De douaneautoriteiten hebben 58 dummy-pakketten in de betreffende container geplaatst. Op één van deze dummy-pakketten was een terugplaatsmonster van 10 gram bevestigd. Twee van deze dummy-pakketten zijn voorzien van peilbakens.
Op 2 september 2022 om 00:05 uur stonden de privéauto’s van [medeverdachte01] en [medeverdachte02] op het parkeerterrein van de firma Hutchison ECT Delta, gelegen aan de Maasvlakte Rotterdam (hierna: het parkeerterrein) geparkeerd. De privéauto van [medeverdachte01] is een Volkswagen met kenteken [kenteken01] (hierna: de Volkswagen). Om 02.:01 uur die nacht reden [medeverdachte01] en [medeverdachte02] in hun dienstauto’s vanaf het parkeerterrein het ECT Delta terrein op.
[medeverdachte01] reed om 02:09 uur met zijn dienstauto, na voorverkenning door [medeverdachte02] , richting zijn Volkswagen, opende de kofferbak en gooide er een tas in. Het peilbaken was toen actief geworden en had meebewogen met de verplaatsing van de dienstauto van [medeverdachte01] .
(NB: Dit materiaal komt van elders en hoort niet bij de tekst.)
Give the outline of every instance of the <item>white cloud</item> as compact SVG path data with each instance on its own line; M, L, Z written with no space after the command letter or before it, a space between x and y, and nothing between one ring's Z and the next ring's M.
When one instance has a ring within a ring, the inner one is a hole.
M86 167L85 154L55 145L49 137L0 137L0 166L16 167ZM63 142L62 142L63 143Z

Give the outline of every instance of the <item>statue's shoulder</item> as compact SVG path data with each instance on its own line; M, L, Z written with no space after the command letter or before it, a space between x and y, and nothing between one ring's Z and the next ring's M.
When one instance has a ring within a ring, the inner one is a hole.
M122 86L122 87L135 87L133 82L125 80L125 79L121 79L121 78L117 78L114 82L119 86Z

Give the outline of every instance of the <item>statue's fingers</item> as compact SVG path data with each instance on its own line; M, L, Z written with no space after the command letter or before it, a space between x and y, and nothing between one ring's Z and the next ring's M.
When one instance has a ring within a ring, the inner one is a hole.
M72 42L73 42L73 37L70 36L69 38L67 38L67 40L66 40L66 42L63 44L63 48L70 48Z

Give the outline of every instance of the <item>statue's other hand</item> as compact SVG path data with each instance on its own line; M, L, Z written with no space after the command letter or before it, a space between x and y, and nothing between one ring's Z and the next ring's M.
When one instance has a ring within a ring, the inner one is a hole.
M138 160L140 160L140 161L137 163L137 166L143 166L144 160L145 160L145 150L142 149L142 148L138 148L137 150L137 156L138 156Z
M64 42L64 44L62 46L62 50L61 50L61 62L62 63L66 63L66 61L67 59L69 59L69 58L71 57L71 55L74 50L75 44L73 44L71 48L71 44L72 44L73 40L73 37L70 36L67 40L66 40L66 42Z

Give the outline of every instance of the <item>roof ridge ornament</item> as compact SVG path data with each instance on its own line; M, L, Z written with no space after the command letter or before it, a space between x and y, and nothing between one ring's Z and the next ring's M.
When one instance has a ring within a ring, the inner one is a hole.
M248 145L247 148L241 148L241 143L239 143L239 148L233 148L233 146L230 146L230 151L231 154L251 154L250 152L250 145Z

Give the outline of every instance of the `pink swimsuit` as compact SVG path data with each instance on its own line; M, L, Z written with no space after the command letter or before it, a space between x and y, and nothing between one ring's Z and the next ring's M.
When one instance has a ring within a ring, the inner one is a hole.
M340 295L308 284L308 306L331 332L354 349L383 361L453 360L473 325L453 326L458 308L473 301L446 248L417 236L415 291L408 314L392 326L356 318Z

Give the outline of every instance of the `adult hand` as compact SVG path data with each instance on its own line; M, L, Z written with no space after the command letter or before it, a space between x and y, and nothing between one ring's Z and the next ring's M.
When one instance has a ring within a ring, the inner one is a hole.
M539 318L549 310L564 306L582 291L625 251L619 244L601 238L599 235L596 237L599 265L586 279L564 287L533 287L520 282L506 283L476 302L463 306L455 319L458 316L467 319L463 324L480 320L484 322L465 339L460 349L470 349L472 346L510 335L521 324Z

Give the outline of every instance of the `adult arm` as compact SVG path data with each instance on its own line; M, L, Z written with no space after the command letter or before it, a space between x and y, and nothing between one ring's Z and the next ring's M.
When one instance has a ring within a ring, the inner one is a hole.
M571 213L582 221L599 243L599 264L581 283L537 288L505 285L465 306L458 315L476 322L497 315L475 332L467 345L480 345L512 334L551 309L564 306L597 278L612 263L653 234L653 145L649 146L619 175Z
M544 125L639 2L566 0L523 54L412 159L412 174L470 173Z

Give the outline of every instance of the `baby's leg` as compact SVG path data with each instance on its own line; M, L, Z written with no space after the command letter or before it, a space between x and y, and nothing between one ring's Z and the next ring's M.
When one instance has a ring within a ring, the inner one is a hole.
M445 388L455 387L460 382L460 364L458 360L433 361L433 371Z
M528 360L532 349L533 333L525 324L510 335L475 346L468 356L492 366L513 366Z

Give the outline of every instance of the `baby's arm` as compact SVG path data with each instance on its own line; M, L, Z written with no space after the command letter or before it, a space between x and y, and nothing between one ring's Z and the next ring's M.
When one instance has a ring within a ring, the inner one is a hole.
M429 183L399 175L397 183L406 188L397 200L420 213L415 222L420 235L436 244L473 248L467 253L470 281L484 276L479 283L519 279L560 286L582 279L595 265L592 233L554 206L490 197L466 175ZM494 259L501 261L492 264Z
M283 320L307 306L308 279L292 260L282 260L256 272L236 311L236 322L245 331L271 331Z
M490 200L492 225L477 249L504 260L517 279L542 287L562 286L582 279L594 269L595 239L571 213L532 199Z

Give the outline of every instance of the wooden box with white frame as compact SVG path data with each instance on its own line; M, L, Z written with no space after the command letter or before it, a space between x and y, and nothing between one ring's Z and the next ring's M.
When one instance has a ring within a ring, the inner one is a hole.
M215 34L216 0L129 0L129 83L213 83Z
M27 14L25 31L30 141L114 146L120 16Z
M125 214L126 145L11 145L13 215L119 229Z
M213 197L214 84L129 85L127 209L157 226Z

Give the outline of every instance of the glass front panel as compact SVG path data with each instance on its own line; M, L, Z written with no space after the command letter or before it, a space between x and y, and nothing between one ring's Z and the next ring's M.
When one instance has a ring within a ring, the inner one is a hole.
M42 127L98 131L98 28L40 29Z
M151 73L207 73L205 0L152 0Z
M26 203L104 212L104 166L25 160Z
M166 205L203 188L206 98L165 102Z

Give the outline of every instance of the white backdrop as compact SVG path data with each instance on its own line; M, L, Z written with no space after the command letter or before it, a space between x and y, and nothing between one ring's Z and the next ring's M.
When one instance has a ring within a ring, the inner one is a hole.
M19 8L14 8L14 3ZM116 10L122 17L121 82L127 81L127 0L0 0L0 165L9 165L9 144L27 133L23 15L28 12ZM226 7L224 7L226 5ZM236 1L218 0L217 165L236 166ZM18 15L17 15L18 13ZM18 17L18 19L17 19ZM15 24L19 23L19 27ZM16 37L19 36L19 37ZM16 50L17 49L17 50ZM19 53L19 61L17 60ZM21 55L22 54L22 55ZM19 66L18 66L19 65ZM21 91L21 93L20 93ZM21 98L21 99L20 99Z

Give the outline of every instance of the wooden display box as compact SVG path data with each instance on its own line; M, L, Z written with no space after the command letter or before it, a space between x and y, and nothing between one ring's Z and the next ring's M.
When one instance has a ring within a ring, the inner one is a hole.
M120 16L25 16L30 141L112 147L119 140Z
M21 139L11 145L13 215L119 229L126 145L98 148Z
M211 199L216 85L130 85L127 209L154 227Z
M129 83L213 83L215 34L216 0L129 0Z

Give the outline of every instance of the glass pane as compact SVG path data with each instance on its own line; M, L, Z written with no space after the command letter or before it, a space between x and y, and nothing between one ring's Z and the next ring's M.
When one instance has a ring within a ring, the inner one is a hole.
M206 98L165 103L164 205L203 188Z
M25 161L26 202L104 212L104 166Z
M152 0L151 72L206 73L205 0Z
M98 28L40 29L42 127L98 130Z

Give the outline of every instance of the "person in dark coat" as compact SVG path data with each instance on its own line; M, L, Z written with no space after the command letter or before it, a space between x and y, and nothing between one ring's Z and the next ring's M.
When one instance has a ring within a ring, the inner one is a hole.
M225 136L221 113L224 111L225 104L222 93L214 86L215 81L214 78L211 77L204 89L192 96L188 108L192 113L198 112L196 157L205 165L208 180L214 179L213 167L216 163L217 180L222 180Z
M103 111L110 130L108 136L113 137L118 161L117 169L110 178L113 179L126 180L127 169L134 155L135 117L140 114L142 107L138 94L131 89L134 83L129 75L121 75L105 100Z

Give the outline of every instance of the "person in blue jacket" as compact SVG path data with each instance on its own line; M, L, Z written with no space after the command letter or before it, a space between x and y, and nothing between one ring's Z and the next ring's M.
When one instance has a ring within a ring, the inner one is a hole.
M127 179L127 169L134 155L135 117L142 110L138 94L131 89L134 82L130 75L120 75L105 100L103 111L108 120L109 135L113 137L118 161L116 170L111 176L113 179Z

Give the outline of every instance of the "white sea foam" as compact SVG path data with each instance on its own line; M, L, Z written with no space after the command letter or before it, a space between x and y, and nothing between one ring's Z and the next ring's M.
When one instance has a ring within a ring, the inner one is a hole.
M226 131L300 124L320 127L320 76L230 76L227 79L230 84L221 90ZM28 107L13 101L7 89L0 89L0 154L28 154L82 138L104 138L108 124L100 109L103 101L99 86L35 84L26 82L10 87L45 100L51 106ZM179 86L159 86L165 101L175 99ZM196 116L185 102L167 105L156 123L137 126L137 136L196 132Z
Omstreeks 04:18 uur kwamen [medeverdachte01] en [medeverdachte02] wederom met hun dienstauto’s het parkeerterrein op gereden, waarna op vergelijkbare wijze naar de Volkswagen van [medeverdachte01] is gereden. [medeverdachte01] opende de kofferbak van de Volkswagen en gooide er iets in. Ook toen was het peilbaken actief geworden en is blijven uitstralen bij de Volkswagen van [medeverdachte01] .
Daarna verlieten [medeverdachte01] en [medeverdachte02] in hun dienstauto’s het parkeerterrein om daar vervolgens om 07:03 uur weer terug te keren.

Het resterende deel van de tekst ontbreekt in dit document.